The volume of methanol gas, CH₃OH, produced can be calculated by first determining the number of moles of CO and H₂, and then using the stoichiometric ratio to find the number of moles of CH₃OH. Finally, the volume of CH₃OH can be calculated using the ideal gas law.
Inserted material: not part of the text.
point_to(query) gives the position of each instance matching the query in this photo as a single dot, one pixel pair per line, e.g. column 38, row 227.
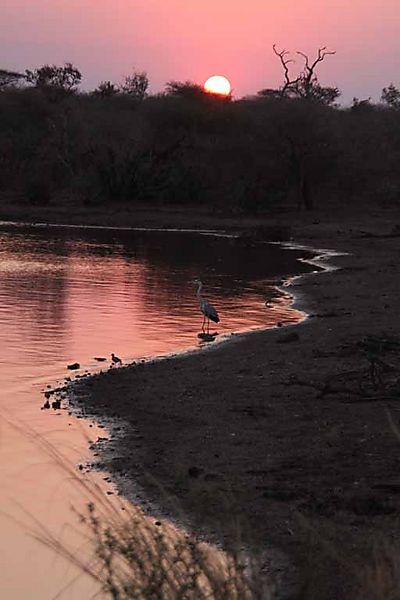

The volume of methanol gas produced is 2.35 L.

Step-by-step explanation:

The balanced equation for the reaction is:

CO(g) + 2H₂(g) → CH₃OH(g)

From the balanced equation, we can see that 1 mole of CO reacts with 2 moles of H₂ to produce 1 mole of CH₃OH. Therefore, we need to calculate the number of moles of CO and H₂, and then use the stoichiometric ratio to determine the number of moles of CH₃OH.

First, let's calculate the number of moles of CO. Using the ideal gas law, we can calculate the number of moles of CO (n) using the formula:

n = PV / RT

Where P is the pressure of CO, V is the volume of CO, R is the ideal gas constant, and T is the temperature in Kelvin.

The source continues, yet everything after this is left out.